The new, single-use device was developed in collaboration with West Pharmaceutical Services, based on the SmartDose® technology platform, to provide patients with an additional dosing option for Repatha treatment. The device adheres to the body—usually on the abdomen—and patients are hands-free during administration. Patients are able to perform moderate physical activities (such as walking, reaching or bending) as the 420 mg of Repatha is delivered subcutaneously.
West says the FDA approval represents the first combination product to incorporate SmartDose for use in the U.S. West's SmartDose technology platform allows patients to self-administer medication in accordance with their prescribed treatment. West developed the SmartDose technology platform with extensive human factors testing and analysis to understand the interaction between the patient and the delivery system. The SmartDose technology platform is an integrated solution of delivery and containment featuring a silicone-free Daikyo Crystal Zenith® cartridge and a Flurotec® coated piston containment system.
"The Pushtronex system exemplifies Amgen's continued innovation and commitment to patients," says Sean E. Harper, M.D., Amgen’s Executive VP of Research and Development. "Repatha is the only PCSK9 inhibitor with an approved monthly dose, and now the only one with a monthly single-dose administration. The FDA approval of the Pushtronex system offers another delivery option to patients who need the additional LDL cholesterol lowering that Repatha can provide."

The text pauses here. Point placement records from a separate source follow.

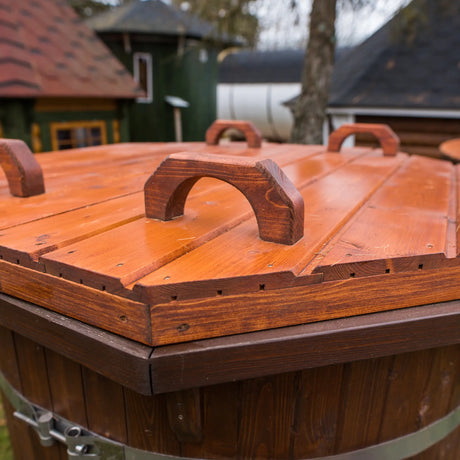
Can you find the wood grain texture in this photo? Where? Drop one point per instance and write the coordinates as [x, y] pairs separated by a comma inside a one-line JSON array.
[[404, 205], [277, 204], [160, 283], [242, 262], [105, 406], [112, 313], [150, 244], [117, 358], [257, 354], [35, 388], [385, 135], [24, 174], [251, 133], [179, 321]]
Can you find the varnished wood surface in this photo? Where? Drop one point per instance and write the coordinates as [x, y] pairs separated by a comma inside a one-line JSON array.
[[24, 174], [384, 134], [386, 225], [148, 370], [277, 204], [451, 149], [292, 415]]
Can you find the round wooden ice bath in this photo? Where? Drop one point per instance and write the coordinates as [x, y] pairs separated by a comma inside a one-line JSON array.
[[230, 301], [304, 414]]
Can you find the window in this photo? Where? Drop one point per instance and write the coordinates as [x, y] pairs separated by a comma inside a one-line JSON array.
[[143, 75], [77, 134]]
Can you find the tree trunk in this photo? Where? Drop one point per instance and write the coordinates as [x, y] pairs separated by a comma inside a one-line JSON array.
[[309, 111]]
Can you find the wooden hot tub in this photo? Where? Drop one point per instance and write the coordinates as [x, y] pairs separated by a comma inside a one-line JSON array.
[[301, 302]]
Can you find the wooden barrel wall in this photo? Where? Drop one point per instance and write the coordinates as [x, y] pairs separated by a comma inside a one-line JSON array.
[[297, 415], [419, 136]]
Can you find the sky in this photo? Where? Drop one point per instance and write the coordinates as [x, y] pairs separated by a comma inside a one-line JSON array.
[[279, 28]]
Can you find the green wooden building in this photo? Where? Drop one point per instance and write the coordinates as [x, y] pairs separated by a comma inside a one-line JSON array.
[[60, 86], [173, 57]]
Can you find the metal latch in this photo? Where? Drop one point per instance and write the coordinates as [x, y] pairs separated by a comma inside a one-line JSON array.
[[50, 428]]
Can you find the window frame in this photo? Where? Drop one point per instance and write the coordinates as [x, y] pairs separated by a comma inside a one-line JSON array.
[[70, 125], [148, 98]]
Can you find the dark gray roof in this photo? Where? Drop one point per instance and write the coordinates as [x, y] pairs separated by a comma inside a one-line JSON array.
[[411, 62], [279, 66], [391, 70], [262, 67], [151, 17]]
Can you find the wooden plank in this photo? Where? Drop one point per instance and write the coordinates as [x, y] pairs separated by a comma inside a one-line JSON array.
[[23, 438], [115, 314], [316, 413], [8, 361], [404, 205], [147, 426], [362, 403], [221, 409], [241, 262], [266, 415], [180, 321], [118, 359], [35, 388], [27, 242], [66, 387], [403, 408], [212, 361], [150, 244], [105, 407]]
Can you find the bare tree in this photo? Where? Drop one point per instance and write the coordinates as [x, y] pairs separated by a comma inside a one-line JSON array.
[[309, 111], [234, 18]]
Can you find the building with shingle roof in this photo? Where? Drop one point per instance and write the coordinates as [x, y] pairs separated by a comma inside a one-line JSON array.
[[173, 55], [60, 86]]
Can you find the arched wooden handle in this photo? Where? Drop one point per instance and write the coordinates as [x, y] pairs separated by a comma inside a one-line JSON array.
[[277, 204], [22, 170], [251, 133], [386, 136]]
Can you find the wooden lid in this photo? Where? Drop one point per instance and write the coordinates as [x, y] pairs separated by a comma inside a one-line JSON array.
[[276, 236]]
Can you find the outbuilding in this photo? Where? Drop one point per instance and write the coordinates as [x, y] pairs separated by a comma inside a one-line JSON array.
[[60, 87], [171, 54]]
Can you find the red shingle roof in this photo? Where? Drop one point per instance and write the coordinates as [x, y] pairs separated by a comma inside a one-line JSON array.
[[47, 51]]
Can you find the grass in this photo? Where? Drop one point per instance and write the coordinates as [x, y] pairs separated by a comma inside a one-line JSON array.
[[5, 447]]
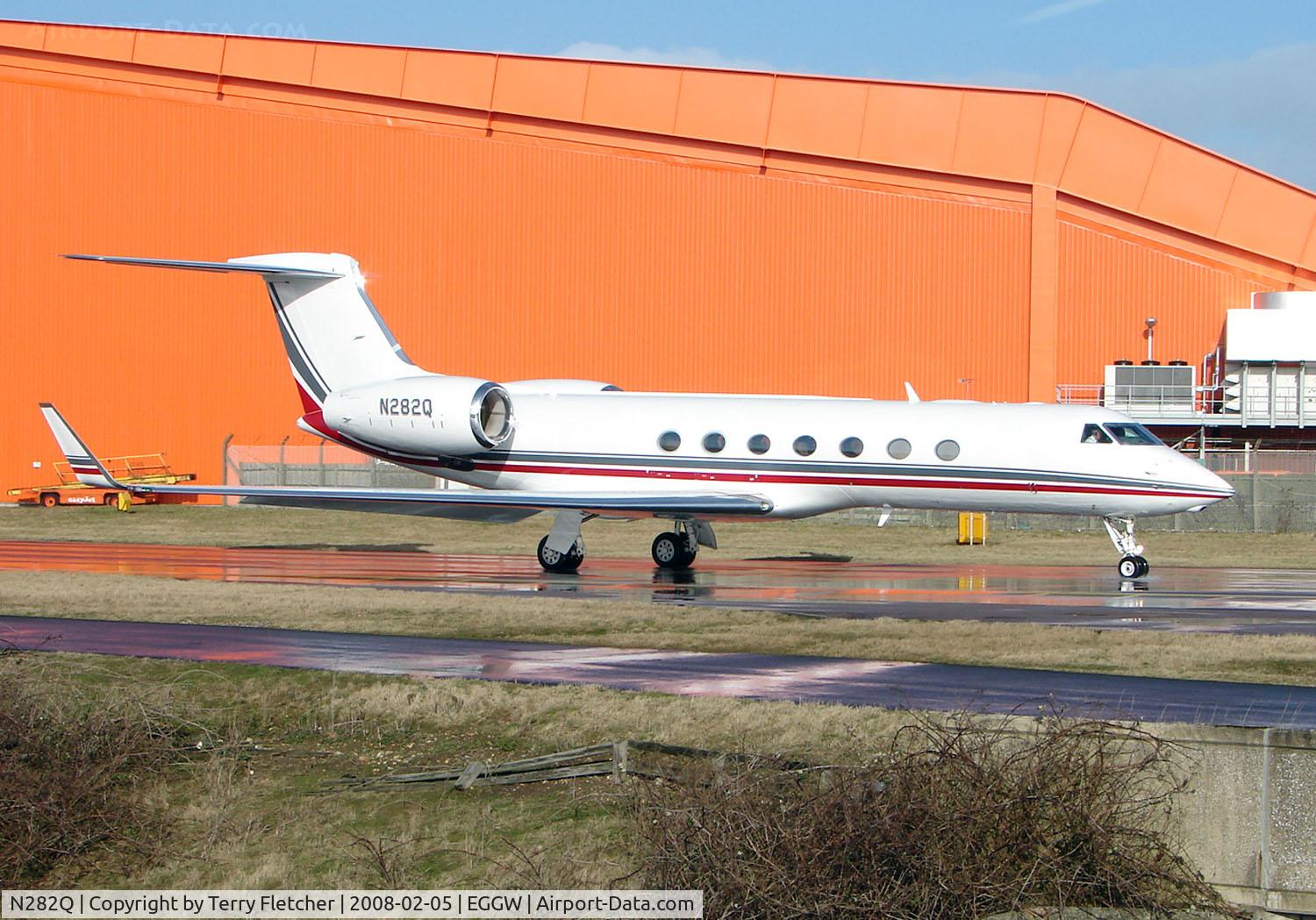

In the U.S., Repatha is indicated as an adjunct to diet and maximally tolerated statin therapy for the treatment of adults with heterozygous familial hypercholesterolemia (HeFH) or clinical atherosclerotic cardiovascular disease (ASCVD), who require additional lowering of LDL-C; and as an adjunct to diet and other LDL-lowering therapies for the treatment of patients with homozygous familial hypercholesterolemia (HoFH) over age 13, who require additional lowering of LDL-C.1 The effect of Repatha on cardiovascular morbidity and mortality has not been determined.